And another one to produce a “curved arrow” using a circle shape for the body of the arrow:

def generate_curved_arrow(desc, img):
    """Generate an SVG arrow from a given description"""

    # Settings to draw an arrow:
    scale = desc["scale"]

    bh = desc["body_height"] * scale
    bw = desc["body_width"] * scale
    hh = desc["head_height"] * scale
    hw = desc["head_width"] * scale
    sw = desc["stroke_width"] * scale
    scol = desc["stroke_color"]
    fcol = desc["fill_color"]
    padx = desc["padding_x"]
    pady = desc["padding_y"]

    # First we need to figure out what should be the size of our layer image:
    size = desc["svg_size"]
    sww = padx * 2 + sw * 2 + bw + hw
    shh = pady * 2 + sw * 2 + max(bh, hh) * 2

    if size == "auto":
        svg_width = sww
        svg_height = shh
    else:
        svg_width = to_px_size(size[0], img.width)
        svg_height = to_px_size(size[1], img.height)

    orig = desc["svg_origin"]
    orig_x = to_px_size(orig[0], svg_width)
    orig_y = to_px_size(orig[1], svg_height)

    # Start drawing:
    logger.info("Generating SVG of size %dx%d", svg_width, svg_height)

    drw = draw.Drawing(svg_width, svg_height, origin=(orig_x, orig_y))
    # drw = draw.Drawing(svg_width * 3, svg_height * 3, origin=(orig_x, orig_y))
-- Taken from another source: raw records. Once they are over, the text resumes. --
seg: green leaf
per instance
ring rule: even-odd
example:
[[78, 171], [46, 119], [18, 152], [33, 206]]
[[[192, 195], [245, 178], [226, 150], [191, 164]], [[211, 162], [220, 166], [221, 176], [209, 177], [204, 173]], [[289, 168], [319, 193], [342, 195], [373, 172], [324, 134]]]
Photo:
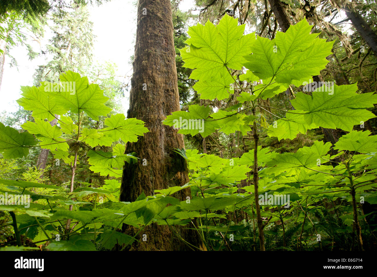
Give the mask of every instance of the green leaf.
[[144, 136], [149, 132], [144, 126], [144, 122], [136, 118], [126, 119], [123, 113], [114, 115], [105, 119], [105, 124], [109, 126], [101, 132], [105, 132], [106, 135], [111, 137], [113, 141], [120, 138], [124, 142], [137, 141], [138, 136]]
[[55, 118], [55, 115], [63, 115], [68, 109], [62, 106], [53, 93], [44, 91], [44, 86], [37, 87], [21, 86], [21, 94], [23, 97], [17, 103], [27, 110], [32, 110], [32, 115], [35, 118], [47, 119], [49, 121]]
[[134, 239], [128, 235], [120, 232], [108, 231], [101, 234], [102, 238], [102, 246], [107, 249], [112, 249], [116, 244], [122, 245], [123, 244], [131, 244]]
[[41, 119], [36, 118], [35, 121], [27, 121], [21, 127], [35, 135], [35, 137], [41, 142], [41, 147], [42, 148], [50, 150], [68, 150], [68, 145], [65, 142], [65, 139], [60, 137], [63, 133], [57, 126], [51, 126], [49, 122]]
[[329, 62], [326, 58], [331, 54], [333, 42], [310, 34], [312, 28], [303, 20], [285, 33], [278, 32], [272, 40], [257, 37], [244, 65], [259, 79], [274, 78], [281, 84], [319, 75]]
[[335, 149], [357, 151], [360, 153], [375, 152], [377, 150], [377, 136], [369, 136], [370, 131], [351, 131], [342, 136], [335, 144]]
[[186, 67], [195, 69], [190, 78], [201, 81], [220, 78], [229, 75], [227, 67], [241, 70], [245, 61], [243, 56], [251, 52], [254, 34], [243, 35], [245, 25], [225, 14], [215, 26], [209, 20], [188, 28], [190, 46], [181, 50]]
[[357, 84], [337, 86], [331, 89], [323, 86], [312, 95], [299, 92], [291, 101], [295, 109], [304, 111], [301, 115], [306, 123], [350, 132], [354, 125], [375, 117], [366, 108], [377, 103], [377, 95], [372, 92], [359, 94]]
[[209, 106], [192, 105], [188, 108], [189, 112], [184, 111], [174, 112], [168, 115], [163, 123], [166, 125], [179, 129], [178, 133], [195, 136], [200, 133], [203, 137], [207, 136], [216, 129], [220, 128], [217, 121], [207, 119], [209, 115]]
[[109, 98], [104, 96], [103, 90], [95, 84], [89, 84], [86, 77], [69, 70], [60, 77], [61, 82], [74, 82], [75, 91], [58, 92], [59, 100], [63, 106], [68, 108], [75, 113], [84, 111], [91, 118], [98, 118], [99, 115], [106, 115], [111, 109], [104, 104]]
[[96, 251], [95, 246], [90, 240], [79, 239], [60, 240], [51, 243], [47, 248], [51, 251]]
[[29, 154], [27, 146], [35, 145], [37, 141], [28, 132], [18, 133], [15, 129], [0, 122], [0, 151], [5, 159], [15, 159]]
[[197, 82], [193, 88], [200, 94], [201, 99], [223, 100], [228, 98], [230, 93], [234, 93], [234, 89], [230, 84], [234, 83], [234, 80], [229, 74], [219, 78], [213, 78], [207, 81]]

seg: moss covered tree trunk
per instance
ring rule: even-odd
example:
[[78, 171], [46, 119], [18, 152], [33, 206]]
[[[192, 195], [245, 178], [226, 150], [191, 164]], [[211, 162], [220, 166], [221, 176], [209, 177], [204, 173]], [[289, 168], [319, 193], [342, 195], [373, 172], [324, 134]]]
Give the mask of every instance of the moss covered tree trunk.
[[[169, 0], [139, 0], [136, 45], [131, 79], [128, 118], [145, 122], [150, 130], [136, 142], [128, 143], [126, 153], [135, 152], [138, 162], [126, 163], [123, 168], [120, 200], [133, 201], [143, 192], [153, 195], [155, 190], [182, 186], [188, 182], [185, 161], [174, 152], [184, 147], [182, 135], [164, 125], [172, 112], [179, 110], [179, 96], [175, 65], [172, 11]], [[174, 196], [181, 200], [191, 197], [189, 189]], [[192, 228], [192, 226], [191, 227]], [[135, 231], [125, 226], [125, 231]], [[198, 246], [192, 231], [177, 228], [179, 235]], [[178, 240], [167, 226], [153, 223], [136, 237], [131, 250], [178, 250], [190, 248]]]

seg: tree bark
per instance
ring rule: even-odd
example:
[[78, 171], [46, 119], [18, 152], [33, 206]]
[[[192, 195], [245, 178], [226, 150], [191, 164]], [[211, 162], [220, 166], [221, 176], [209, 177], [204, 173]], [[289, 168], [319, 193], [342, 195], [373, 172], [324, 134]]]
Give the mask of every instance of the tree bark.
[[377, 57], [377, 34], [354, 9], [345, 6], [343, 9], [352, 24]]
[[[57, 116], [55, 115], [55, 116]], [[51, 126], [55, 126], [58, 122], [57, 118], [55, 118], [50, 122]], [[49, 149], [42, 149], [41, 150], [41, 153], [39, 154], [38, 160], [37, 162], [37, 167], [42, 169], [44, 169], [46, 167], [46, 164], [47, 162], [47, 159], [48, 158], [48, 154], [50, 153]], [[41, 178], [43, 175], [41, 176]]]
[[[291, 25], [291, 22], [285, 11], [285, 9], [280, 0], [268, 0], [271, 9], [274, 12], [274, 14], [277, 20], [282, 31], [285, 32]], [[317, 84], [323, 83], [323, 79], [320, 75], [313, 76], [313, 81]], [[336, 130], [321, 128], [325, 141], [330, 141], [333, 144], [336, 142], [339, 139], [340, 135]]]
[[280, 0], [268, 0], [271, 9], [277, 20], [282, 32], [285, 33], [291, 26], [291, 22], [287, 14], [283, 4]]
[[[6, 37], [8, 37], [7, 33]], [[6, 55], [6, 40], [0, 40], [0, 50], [3, 52], [0, 54], [0, 91], [1, 90], [1, 84], [3, 81], [3, 75], [4, 73], [4, 65], [5, 63], [5, 56]]]
[[[153, 195], [155, 190], [182, 186], [188, 182], [186, 161], [174, 152], [175, 148], [184, 148], [183, 136], [162, 122], [172, 112], [180, 110], [175, 55], [170, 1], [139, 0], [127, 117], [143, 120], [150, 132], [139, 137], [137, 142], [126, 145], [126, 153], [135, 152], [140, 159], [124, 165], [121, 201], [133, 201], [143, 191], [147, 196]], [[186, 189], [173, 196], [184, 200], [187, 196], [191, 198], [191, 194]], [[193, 230], [175, 228], [186, 241], [202, 248]], [[136, 231], [130, 226], [124, 226], [123, 230], [131, 234]], [[147, 241], [143, 241], [143, 234], [139, 234], [136, 238], [140, 242], [134, 243], [131, 250], [191, 249], [167, 226], [153, 223], [143, 233]]]

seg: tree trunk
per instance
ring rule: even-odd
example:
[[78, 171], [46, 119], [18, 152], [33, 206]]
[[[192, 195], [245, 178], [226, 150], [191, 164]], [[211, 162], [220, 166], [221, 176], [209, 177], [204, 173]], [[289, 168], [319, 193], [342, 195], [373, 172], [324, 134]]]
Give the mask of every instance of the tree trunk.
[[[153, 195], [155, 190], [182, 186], [188, 182], [185, 161], [174, 152], [184, 147], [182, 135], [164, 125], [163, 121], [173, 112], [180, 110], [173, 40], [172, 10], [169, 0], [139, 0], [133, 73], [130, 93], [128, 118], [145, 122], [150, 131], [137, 142], [128, 143], [126, 153], [135, 152], [140, 158], [123, 168], [120, 200], [133, 201], [143, 192]], [[189, 189], [174, 195], [181, 200], [191, 198]], [[191, 226], [192, 227], [192, 226]], [[192, 230], [175, 228], [186, 241], [202, 249], [198, 236]], [[124, 230], [133, 234], [130, 226]], [[190, 249], [177, 239], [167, 226], [153, 223], [136, 238], [131, 249], [183, 250]]]
[[377, 57], [377, 34], [354, 9], [345, 6], [343, 9], [347, 17], [351, 19], [352, 24]]
[[287, 14], [283, 4], [280, 0], [268, 0], [271, 9], [279, 23], [282, 32], [285, 33], [291, 26], [291, 21]]
[[[7, 33], [6, 37], [8, 37]], [[4, 73], [4, 65], [5, 63], [5, 55], [6, 55], [6, 41], [0, 40], [0, 50], [3, 52], [0, 53], [0, 91], [1, 90], [1, 84], [3, 81], [3, 75]]]
[[[55, 115], [55, 116], [57, 116]], [[57, 118], [54, 118], [52, 121], [50, 122], [51, 126], [55, 126], [58, 122]], [[37, 167], [40, 168], [44, 169], [46, 167], [46, 164], [47, 162], [47, 158], [48, 158], [48, 153], [50, 152], [49, 149], [42, 149], [41, 150], [41, 153], [39, 154], [38, 160], [37, 162]], [[41, 175], [41, 177], [43, 176]]]

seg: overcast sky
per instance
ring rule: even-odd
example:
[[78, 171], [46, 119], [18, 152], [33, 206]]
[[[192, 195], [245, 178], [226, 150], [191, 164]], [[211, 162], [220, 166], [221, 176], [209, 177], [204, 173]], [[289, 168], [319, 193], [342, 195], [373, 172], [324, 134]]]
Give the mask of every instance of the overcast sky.
[[[93, 62], [103, 63], [115, 63], [118, 67], [116, 75], [130, 76], [132, 65], [130, 57], [135, 51], [134, 40], [136, 33], [136, 8], [135, 0], [112, 0], [99, 7], [90, 6], [90, 20], [93, 23], [93, 33], [97, 37], [94, 43]], [[180, 5], [183, 11], [191, 8], [193, 1], [185, 0]], [[48, 34], [41, 41], [42, 49], [49, 37]], [[29, 42], [30, 43], [30, 42]], [[39, 52], [41, 46], [35, 42], [31, 44], [34, 51]], [[17, 68], [9, 66], [10, 58], [6, 58], [4, 75], [0, 95], [0, 113], [15, 112], [18, 105], [15, 100], [20, 98], [21, 86], [32, 86], [33, 75], [38, 65], [45, 64], [44, 58], [29, 60], [26, 47], [20, 45], [12, 48], [10, 53], [15, 58]], [[128, 83], [129, 78], [119, 77], [121, 81]], [[122, 99], [124, 110], [128, 106], [128, 95]]]

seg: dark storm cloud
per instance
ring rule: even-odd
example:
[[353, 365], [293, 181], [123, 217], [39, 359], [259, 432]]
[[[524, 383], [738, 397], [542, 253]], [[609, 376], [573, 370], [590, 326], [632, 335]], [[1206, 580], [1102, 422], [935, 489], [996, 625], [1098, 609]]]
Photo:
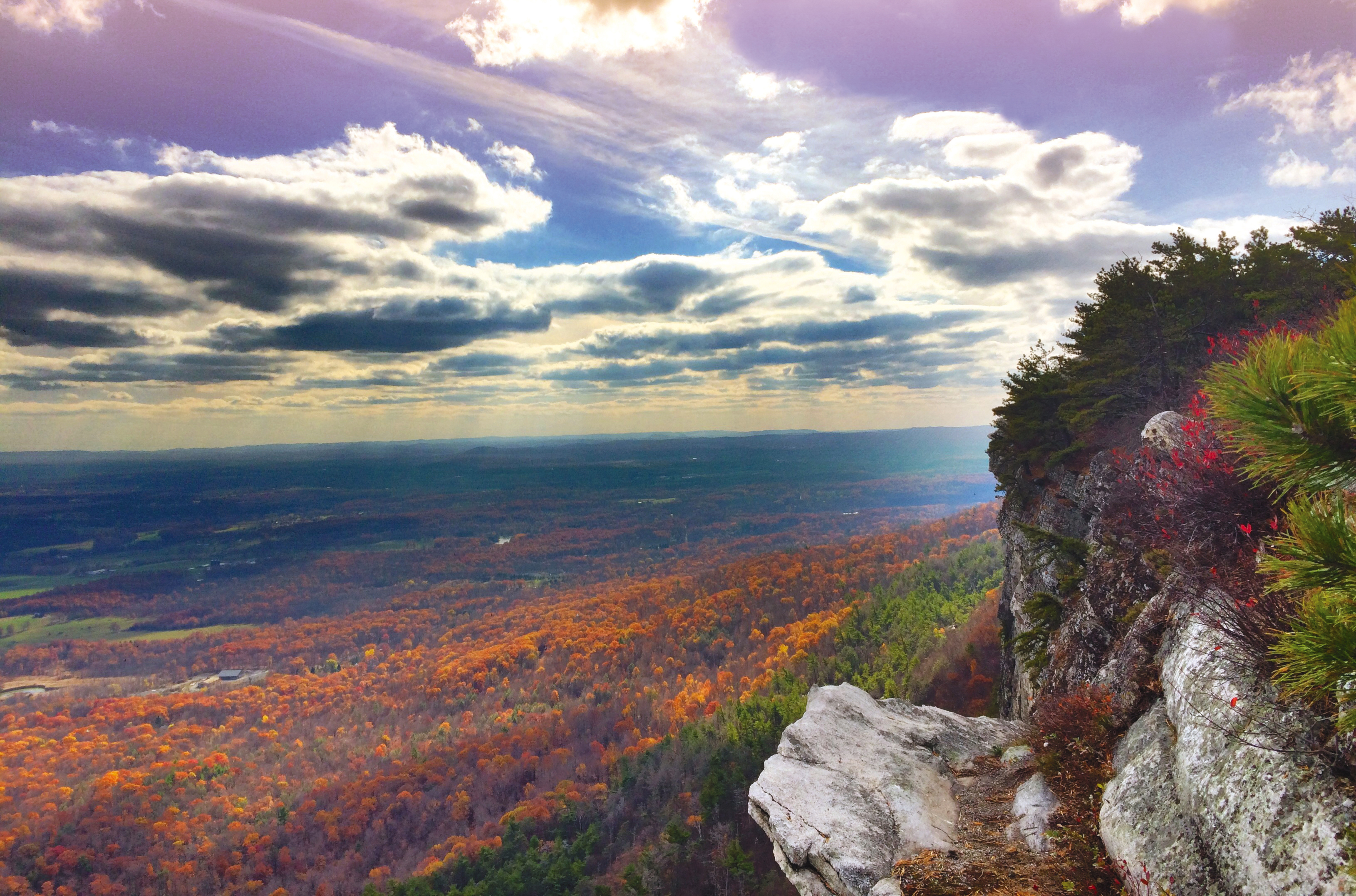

    # Draw the path representing the arrow:
    # x0 = padx + sw
    cy = svg_height * 0.5

    p = draw.Path(stroke_width=sw, stroke=scol, fill=fcol, transform=f"rotate(38,{bh*0.5},{cy})")
    # p = draw.Path(stroke_width=sw, stroke=scol, fill=fcol)

    # compute sqrt of body width:
    sbw = bw / math.sqrt(2)

    r1 = sbw + bh * 0.5
    r2 = sbw - bh * 0.5
    dh = (hh - bh) * 0.5
    # cy = 0
    p.M(0, cy).A(r1, r1, 0, 0, 1, r1, cy - r1)
    p.L(r1, cy - r1 - dh).L(r1 + hw, cy - r1 + bh * 0.5).L(r1, cy - r1 + bh + dh)
    p.L(r1, cy - r1 + bh)
    p.A(r2, r2, 0, 0, 0, bh, cy)
    p.Z()

    drw.append(p)

    return drw

Next we just need to register those generators in the thumbnail generator itself, which is done in the constructor:

        # List of available layer generators:
        self.generators = {
            "arrow": svg.generate_arrow,
            "curved_arrow": svg.generate_curved_arrow,
            "highlight_lines": svg.generate_highlight_lines,
        }

And finally, those SVG generator names can be used to define new elements to build our thumbnails using the type entry:

  svg_base:
    svg_size: auto
    svg_origin: [0, 0]
    anchor: cc

  svg_arrow:
    type: arrow
    base: svg_base
    body_height: 8
    body_width: 40
    head_height: 20
    head_width: 10
    stroke_width: 2
    stroke_color: white
    fill_color: red
    padding_x: 5
    padding_y: 5
    scale: 1.0

  • blog/2023/0729_thumbgen_elements_and_svg_gens.txt
  • Last modified: 2023/07/29 14:25
  • (external edit)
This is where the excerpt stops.